A Reconstructionist Community, part 2

Adapted from the Keddem Outlook, April 1999 (Nisan/Iyar 5759)

We are often challenged to explain our movement, to respond to the preconceived notions of those fellow Jews who are curious: what are we up to? What does it mean to be Reconstructionist, and how is it different from other approaches to Judaism?

Reconstructionist Judaism has its roots in the perceptions and writings of Rabbi Mordechai Kaplan. The foundations of Reconstructionism lie in the Conservative movement, but the driving concern of Reconstructionism is the creation and articulation of a Judaism that could be sustained, that could survive the 20th century, and would continue to grow as "the evolving religious civilization of the Jewish people." Not merely capturing the spirit of the times, Kaplan recognized the need to reconcile Judaism to modern science, the need to emphasize Jewish peoplehood, and the various ways in which Jewish tradition might be utilized or redirected in order to assure Jewish continuity.

As Reconstructionists, we at Keddem seek to study our tradition and incorporate the best of the past while not slavishly clinging to concepts and practices which make no sense to who we are and what we need to create a meaningful existence. "The Jewish religion exists to serve the Jewish people, and not the Jewish people to serve the Jewish religion."

We also acknowledge that Judaism has always changed with the people as they lived. Never a monolith, it is clear from the study of our history that many forms of Judaic practice existed concurrently, although geography and communications were limited. In our own time, the virtually limitless communications capability we enjoy should enable a renaissance of study and exchange of ideas.

What are some Reconstructionist ideas? Most radical, to some, is the Reconstructionist concept of God. Unlike many religions, Judaism has never demanded a rigid or proscribed faith in the Deity as a condition for belonging. Like most liberal Jews, Reconstructionists differ from the traditionalists who maintain that the Torah is the literal word of God, given to Moses on Sinai, rather believing it to be a document written by human beings. Beyond that, Reconstructionism acknowledges that as individuals we all differ somewhat in our concepts of God and our feelings about the relationship of God and the world. Neither agnostics nor atheists are excluded from our community. While many of our prayers praise attributes of God, it has long been acknowledged that we are reflecting our own idealized attributes in these prayers, since it is impossible to understand God.

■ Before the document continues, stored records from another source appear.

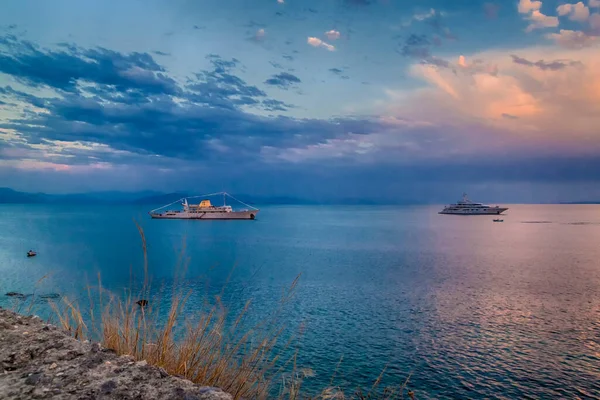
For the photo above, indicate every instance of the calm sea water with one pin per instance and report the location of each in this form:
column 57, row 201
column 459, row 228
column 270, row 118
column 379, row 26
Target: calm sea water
column 473, row 309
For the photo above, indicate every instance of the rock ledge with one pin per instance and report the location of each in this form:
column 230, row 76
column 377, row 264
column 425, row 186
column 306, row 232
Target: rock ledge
column 40, row 361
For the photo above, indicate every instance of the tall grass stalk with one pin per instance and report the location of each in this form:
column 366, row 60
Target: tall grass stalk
column 213, row 349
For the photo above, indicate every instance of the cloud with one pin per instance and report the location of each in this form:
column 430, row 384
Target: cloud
column 528, row 6
column 63, row 68
column 572, row 39
column 537, row 19
column 316, row 42
column 555, row 103
column 576, row 12
column 424, row 16
column 491, row 10
column 259, row 35
column 332, row 34
column 540, row 21
column 283, row 80
column 543, row 65
column 595, row 24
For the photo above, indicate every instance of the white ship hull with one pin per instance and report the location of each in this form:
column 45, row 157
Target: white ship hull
column 246, row 214
column 484, row 211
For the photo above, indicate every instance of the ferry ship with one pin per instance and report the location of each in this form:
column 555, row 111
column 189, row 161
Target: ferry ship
column 467, row 207
column 205, row 210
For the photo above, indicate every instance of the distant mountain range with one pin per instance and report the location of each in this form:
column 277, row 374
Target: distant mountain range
column 10, row 196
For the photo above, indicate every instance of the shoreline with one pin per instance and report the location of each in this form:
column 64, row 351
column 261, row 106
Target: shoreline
column 41, row 361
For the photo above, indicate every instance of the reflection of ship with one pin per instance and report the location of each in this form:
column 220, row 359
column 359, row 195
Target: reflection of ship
column 205, row 210
column 467, row 207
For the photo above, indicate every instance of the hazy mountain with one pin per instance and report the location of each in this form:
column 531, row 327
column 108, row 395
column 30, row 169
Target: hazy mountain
column 157, row 198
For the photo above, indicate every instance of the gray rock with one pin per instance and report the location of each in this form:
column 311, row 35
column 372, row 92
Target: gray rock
column 46, row 363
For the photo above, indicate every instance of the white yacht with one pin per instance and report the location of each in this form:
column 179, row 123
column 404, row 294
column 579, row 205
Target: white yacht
column 467, row 207
column 205, row 210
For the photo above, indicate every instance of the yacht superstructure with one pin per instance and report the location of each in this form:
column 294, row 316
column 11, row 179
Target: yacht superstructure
column 467, row 207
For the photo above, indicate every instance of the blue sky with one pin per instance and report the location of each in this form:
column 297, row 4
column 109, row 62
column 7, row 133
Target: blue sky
column 332, row 98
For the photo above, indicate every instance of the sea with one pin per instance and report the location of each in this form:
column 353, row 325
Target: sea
column 465, row 307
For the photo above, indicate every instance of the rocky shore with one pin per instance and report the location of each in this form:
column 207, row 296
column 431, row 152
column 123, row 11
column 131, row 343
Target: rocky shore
column 40, row 361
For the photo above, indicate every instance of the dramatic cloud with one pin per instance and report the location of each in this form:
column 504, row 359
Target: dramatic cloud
column 491, row 10
column 316, row 42
column 332, row 34
column 573, row 39
column 168, row 115
column 283, row 80
column 536, row 19
column 576, row 12
column 259, row 36
column 540, row 21
column 543, row 65
column 62, row 68
column 528, row 6
column 556, row 102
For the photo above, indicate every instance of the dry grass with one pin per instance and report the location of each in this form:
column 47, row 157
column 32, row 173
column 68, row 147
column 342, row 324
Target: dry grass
column 214, row 349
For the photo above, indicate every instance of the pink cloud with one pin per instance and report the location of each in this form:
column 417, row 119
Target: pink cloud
column 332, row 34
column 575, row 12
column 316, row 42
column 527, row 6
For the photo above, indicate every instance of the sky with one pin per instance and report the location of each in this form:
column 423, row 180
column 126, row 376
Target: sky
column 374, row 99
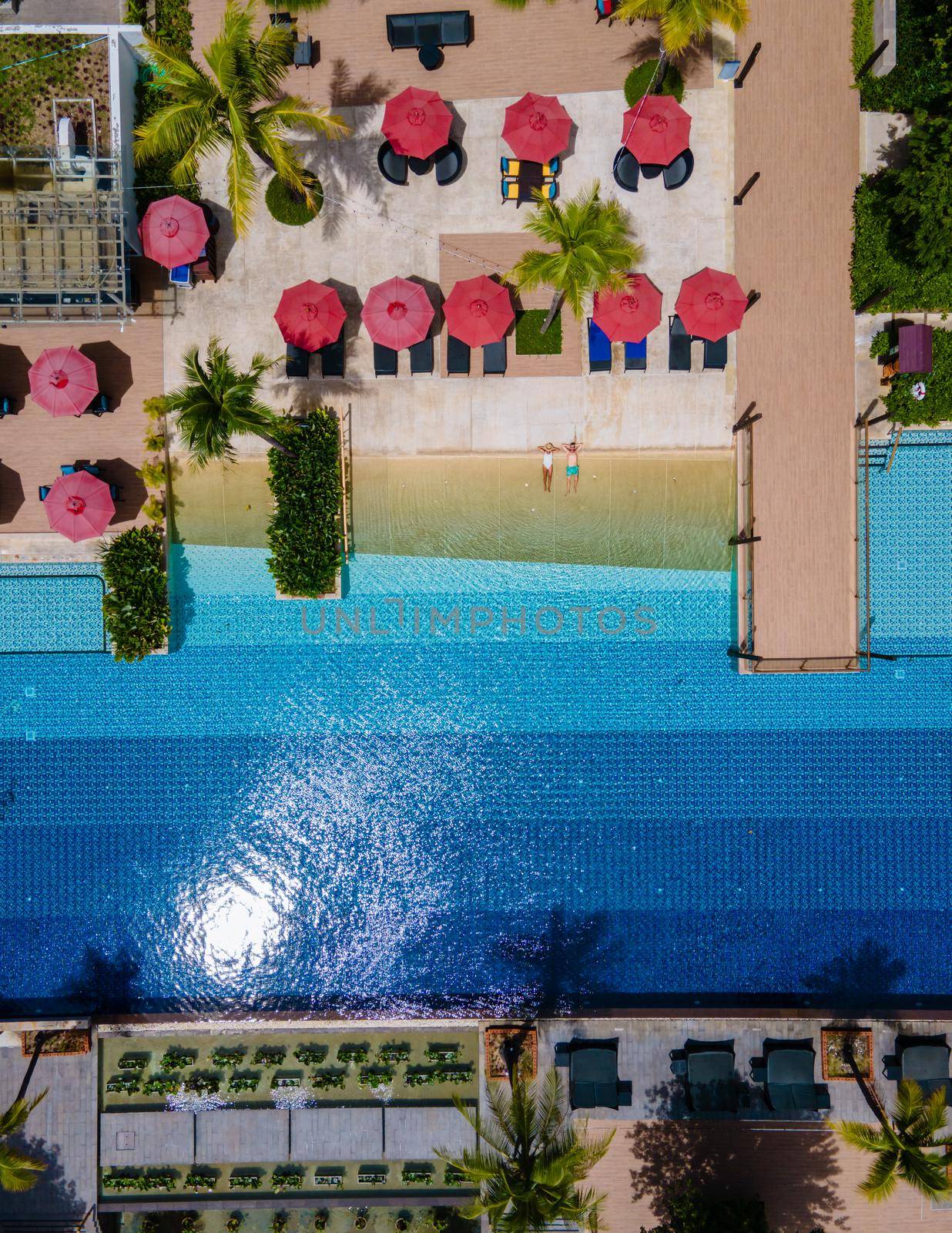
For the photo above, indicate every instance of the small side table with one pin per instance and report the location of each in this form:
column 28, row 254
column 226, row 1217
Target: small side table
column 431, row 57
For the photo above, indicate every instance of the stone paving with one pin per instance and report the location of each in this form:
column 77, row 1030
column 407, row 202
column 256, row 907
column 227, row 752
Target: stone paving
column 62, row 1130
column 370, row 231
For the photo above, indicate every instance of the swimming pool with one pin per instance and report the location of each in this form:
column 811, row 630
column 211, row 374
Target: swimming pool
column 279, row 814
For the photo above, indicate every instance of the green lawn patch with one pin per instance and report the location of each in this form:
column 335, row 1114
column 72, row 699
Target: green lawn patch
column 303, row 533
column 529, row 341
column 639, row 79
column 920, row 78
column 878, row 265
column 936, row 407
column 285, row 207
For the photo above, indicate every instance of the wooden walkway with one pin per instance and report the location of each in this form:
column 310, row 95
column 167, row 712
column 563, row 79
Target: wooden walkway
column 798, row 126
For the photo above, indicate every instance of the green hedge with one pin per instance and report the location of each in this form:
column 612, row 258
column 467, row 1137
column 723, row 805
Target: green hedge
column 878, row 264
column 529, row 341
column 136, row 604
column 921, row 74
column 174, row 26
column 639, row 79
column 285, row 207
column 303, row 533
column 936, row 407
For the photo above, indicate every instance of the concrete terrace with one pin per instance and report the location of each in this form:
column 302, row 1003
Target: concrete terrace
column 565, row 51
column 370, row 231
column 798, row 126
column 34, row 444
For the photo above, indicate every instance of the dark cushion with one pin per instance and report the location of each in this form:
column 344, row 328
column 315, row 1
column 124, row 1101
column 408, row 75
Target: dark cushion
column 332, row 359
column 448, row 163
column 402, row 30
column 385, row 361
column 421, row 355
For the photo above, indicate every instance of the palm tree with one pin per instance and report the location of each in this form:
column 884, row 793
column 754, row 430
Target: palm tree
column 531, row 1159
column 18, row 1171
column 685, row 22
column 219, row 402
column 592, row 250
column 237, row 106
column 900, row 1144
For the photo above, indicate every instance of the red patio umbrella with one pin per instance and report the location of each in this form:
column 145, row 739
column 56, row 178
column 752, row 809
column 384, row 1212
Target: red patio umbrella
column 397, row 314
column 173, row 232
column 710, row 304
column 656, row 129
column 630, row 314
column 537, row 127
column 63, row 381
column 417, row 123
column 79, row 506
column 479, row 311
column 310, row 316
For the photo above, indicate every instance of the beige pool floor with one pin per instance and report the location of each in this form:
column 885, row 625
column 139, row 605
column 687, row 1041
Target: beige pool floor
column 652, row 511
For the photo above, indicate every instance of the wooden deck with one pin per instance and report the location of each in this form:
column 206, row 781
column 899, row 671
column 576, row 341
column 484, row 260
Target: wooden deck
column 798, row 126
column 560, row 49
column 34, row 444
column 465, row 257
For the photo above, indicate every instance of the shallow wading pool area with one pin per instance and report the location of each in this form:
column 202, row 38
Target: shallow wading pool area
column 474, row 784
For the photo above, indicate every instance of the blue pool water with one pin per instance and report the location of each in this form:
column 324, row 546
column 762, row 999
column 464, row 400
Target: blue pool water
column 464, row 820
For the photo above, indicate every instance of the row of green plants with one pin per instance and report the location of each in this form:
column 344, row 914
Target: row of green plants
column 435, row 1218
column 903, row 225
column 136, row 604
column 921, row 72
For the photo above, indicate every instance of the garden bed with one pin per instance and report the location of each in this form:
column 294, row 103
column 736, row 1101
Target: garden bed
column 877, row 265
column 135, row 1063
column 201, row 1184
column 303, row 1220
column 78, row 72
column 923, row 43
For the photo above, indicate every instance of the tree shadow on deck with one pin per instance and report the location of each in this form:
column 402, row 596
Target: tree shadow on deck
column 793, row 1171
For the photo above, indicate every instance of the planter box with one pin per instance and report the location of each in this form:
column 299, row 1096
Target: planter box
column 303, row 600
column 831, row 1048
column 496, row 1039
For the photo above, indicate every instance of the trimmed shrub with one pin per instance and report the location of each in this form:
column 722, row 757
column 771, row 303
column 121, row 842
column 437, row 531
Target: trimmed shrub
column 303, row 533
column 920, row 78
column 529, row 341
column 936, row 407
column 639, row 79
column 285, row 207
column 878, row 265
column 136, row 604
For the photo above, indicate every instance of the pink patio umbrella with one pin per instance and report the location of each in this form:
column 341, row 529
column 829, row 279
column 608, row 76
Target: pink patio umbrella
column 537, row 127
column 630, row 314
column 656, row 129
column 417, row 123
column 479, row 311
column 173, row 232
column 710, row 304
column 310, row 316
column 79, row 506
column 63, row 381
column 397, row 314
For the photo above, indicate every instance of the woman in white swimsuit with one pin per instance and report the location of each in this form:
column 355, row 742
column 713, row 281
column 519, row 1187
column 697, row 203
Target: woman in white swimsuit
column 548, row 450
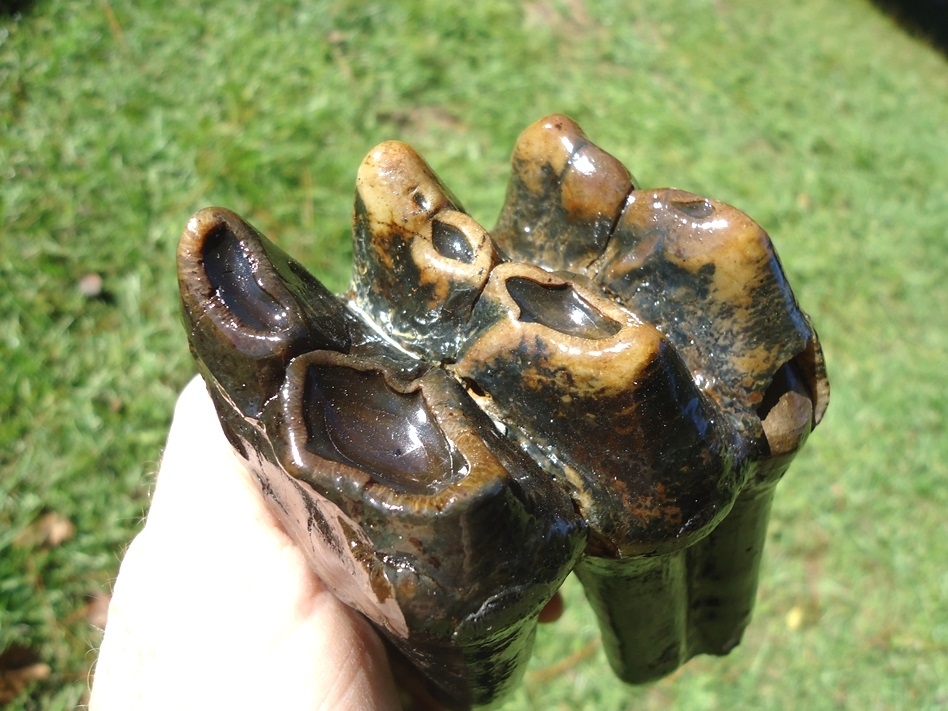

Reconstructionist thought also varies from that of other liberal movements around concepts of the "Chosen People" and the personal relationship of God and the Jews. Much of the traditional liturgy appears to appeal to a personal God capable of "granting petitions to the Chosen People." For one who believes that all people are capable of "emulating God" through ethical behavior, this concept is both chutzpah and non-inclusive. While we maintain our own uniqueness, we reject the idea that the validity of others' pathways to God and ethical behavior should be denied. Such denial leads to a form of elitism that is divisive and ultimately detracts from our humanity. The Reconstructionist liturgy reflects that rejection through appropriate alterations.

Reconstructionism is also sensitive to the idea that men and women are equal before God, and rejects patriarchal characterizations of God and prayer language that excludes both half the human population and God's own "female" aspects.

Now, as always, it is well to reflect on one's own freedom to choose a spiritual way and to preserve the rights of others to so choose. Reconstructionists acknowledge diversity of thought, belief, and action. Some may struggle with different ethical dilemmas and others with the minutiae of the details of keeping kosher. But while we may differ in our individual practice of Judaism, we are always respectful of the paths of others. We do not condemn people for being more or less observant, and we discuss our ideas in an open forum.